This repository (the foundry) contains all the source code we use in our research and development pipeline.

* data: Scripts for downloading and preprocessing datasets (e.g., HF Hub, Common Craul).
* distributed: Scripts for training and evaluating language models with DDP and FSDP.
* dpo: Implementation for Direct Preference Optimization via TRL.
* evals: Scripts for evaluating language models via the lm-evaluation-harness.
* gym: Scripts for training and evaluating language models on custom environments (WIP).
* hf_hub: Scripts for interacting with the Hugging Face Hub.
* merge: Scripts for running different merging techniques via mergekit.
* sft: Implementation of Supervised Fine-Tuning via TRL.
* synthetic: Scripts for generating synthetic datasets with vLLM.
* tests: Unit and integration tests for our code base.
* tokenization: Scripts for training, evaluating, and using tokenizers.
* utils: Some miscellaneous utilities for our code base.

All of our code base is made to run on the Marvin cluster (University of Bonn).

Installation
------------

You can use the `installation.sh` to help you create workspaces in Marvin. Marvin has a dual stack setup (Intel / AMD), so make sure to create your local environments with this in mind (see `installation.sh` for details).

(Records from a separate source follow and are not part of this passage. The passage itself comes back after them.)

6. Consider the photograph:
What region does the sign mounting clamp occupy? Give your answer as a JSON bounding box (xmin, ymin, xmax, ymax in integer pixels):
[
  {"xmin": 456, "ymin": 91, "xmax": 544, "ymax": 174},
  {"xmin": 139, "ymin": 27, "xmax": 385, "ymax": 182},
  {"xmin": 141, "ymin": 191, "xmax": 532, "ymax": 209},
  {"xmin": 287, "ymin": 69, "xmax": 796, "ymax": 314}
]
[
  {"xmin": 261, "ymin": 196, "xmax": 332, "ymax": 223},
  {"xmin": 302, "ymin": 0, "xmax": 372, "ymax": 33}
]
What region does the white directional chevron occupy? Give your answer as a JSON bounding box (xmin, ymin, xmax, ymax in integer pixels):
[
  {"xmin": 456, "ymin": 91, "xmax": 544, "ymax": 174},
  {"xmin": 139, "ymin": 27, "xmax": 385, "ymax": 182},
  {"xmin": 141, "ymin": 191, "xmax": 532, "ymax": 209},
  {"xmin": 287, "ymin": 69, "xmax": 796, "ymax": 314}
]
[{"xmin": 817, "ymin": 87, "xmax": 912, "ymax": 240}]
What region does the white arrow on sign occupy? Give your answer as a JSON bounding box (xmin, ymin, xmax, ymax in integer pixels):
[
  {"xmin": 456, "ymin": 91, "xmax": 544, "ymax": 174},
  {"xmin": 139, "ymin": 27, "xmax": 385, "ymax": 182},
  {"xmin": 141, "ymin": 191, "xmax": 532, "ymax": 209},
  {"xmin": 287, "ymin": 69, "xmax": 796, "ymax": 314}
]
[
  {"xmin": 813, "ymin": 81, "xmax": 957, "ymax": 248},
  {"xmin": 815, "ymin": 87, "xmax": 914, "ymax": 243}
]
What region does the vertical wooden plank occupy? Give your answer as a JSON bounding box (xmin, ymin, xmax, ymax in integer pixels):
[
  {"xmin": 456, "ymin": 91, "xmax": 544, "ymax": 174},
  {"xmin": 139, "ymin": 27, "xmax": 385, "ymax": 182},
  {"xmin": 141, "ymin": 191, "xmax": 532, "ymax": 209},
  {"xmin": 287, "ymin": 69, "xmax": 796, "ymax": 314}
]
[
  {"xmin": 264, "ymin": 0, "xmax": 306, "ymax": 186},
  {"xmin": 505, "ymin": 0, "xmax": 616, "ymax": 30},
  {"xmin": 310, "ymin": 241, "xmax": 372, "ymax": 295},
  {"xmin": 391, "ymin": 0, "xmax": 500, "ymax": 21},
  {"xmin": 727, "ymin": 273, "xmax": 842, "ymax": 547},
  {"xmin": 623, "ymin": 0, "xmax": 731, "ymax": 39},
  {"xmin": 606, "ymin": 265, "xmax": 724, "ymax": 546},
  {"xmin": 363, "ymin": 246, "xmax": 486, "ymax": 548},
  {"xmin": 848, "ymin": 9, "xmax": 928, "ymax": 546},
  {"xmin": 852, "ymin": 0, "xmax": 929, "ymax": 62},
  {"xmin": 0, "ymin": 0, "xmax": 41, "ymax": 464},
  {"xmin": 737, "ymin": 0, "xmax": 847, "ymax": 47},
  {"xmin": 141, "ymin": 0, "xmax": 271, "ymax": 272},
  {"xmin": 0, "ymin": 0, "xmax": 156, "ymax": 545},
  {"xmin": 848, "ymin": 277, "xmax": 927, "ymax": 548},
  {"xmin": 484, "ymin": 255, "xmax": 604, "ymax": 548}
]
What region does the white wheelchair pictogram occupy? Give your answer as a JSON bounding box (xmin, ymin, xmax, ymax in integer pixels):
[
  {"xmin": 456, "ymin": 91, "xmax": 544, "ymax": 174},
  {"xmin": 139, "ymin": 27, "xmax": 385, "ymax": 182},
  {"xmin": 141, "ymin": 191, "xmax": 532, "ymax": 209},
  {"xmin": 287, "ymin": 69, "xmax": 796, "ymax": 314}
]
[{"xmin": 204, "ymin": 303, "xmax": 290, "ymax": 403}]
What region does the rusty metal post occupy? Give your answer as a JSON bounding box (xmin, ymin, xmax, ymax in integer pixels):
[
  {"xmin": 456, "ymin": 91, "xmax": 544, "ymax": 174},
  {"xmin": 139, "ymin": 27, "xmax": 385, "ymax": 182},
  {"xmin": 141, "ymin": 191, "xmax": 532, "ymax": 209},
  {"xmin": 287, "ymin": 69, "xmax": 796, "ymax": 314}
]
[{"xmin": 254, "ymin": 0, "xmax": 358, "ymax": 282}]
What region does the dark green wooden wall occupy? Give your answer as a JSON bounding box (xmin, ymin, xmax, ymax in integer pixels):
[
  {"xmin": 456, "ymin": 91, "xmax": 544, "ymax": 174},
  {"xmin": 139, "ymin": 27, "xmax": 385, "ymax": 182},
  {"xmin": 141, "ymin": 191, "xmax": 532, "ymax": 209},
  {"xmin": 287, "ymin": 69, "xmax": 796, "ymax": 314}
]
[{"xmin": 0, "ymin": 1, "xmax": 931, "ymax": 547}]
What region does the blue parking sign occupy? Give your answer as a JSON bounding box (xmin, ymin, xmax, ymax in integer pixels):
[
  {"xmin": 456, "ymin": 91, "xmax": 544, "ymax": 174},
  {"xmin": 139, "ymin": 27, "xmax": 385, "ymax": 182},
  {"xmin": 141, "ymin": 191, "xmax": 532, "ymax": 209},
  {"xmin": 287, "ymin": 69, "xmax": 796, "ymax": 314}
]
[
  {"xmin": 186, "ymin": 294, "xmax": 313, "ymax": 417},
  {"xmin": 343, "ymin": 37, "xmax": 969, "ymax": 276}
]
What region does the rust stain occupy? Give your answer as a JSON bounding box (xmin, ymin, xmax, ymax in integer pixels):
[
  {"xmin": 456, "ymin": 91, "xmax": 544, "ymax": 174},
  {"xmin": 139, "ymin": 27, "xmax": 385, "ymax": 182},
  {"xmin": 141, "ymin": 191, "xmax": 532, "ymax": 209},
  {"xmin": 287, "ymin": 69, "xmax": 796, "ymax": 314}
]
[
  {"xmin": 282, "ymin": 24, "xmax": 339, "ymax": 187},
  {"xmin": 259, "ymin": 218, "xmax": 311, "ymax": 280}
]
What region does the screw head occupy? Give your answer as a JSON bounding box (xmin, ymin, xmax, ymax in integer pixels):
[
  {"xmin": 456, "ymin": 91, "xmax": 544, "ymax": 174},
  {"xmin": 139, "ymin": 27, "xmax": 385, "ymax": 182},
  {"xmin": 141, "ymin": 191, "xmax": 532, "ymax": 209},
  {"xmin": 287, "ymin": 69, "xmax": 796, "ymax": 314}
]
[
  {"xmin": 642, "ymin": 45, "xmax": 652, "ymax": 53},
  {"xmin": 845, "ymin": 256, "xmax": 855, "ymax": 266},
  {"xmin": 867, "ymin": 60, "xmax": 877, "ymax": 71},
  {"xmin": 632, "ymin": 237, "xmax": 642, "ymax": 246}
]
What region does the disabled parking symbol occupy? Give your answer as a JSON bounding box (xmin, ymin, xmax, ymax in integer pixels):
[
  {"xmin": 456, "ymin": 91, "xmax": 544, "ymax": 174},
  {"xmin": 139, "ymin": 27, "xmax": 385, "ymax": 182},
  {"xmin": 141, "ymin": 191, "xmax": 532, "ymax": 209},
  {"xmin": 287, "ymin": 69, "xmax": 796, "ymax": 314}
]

The `.modules_{amd|intel}.sh` file contains all the modules you need to load in order to run our code base in Marvins AMD or Intel stack (see `installation.sh` for details).

You can also use the `pyproject.toml` to install certain specific/working builds of our code base. The `pyproject.toml` has currently some basic builds to work with:

* `data`: For downloading and preprocessing datasets.
* `distributed`: For training and evaluating language models with DDP and FSDP.
* `synth`: For generating synthetic datasets with vLLM.
* `trl`: For training and evaluating language models with TRL.
* `tests`: For running our test suite.

Aknowlegments
-------------

Polyglot is a project funded by the Federal Ministry of Education and Research (BMBF) and the Ministry of Culture and Science of the State of North Rhine-Westphalia (MWK) as part of TRA Sustainable Futures (University of Bonn) and the Excellence Strategy of the federal and state governments.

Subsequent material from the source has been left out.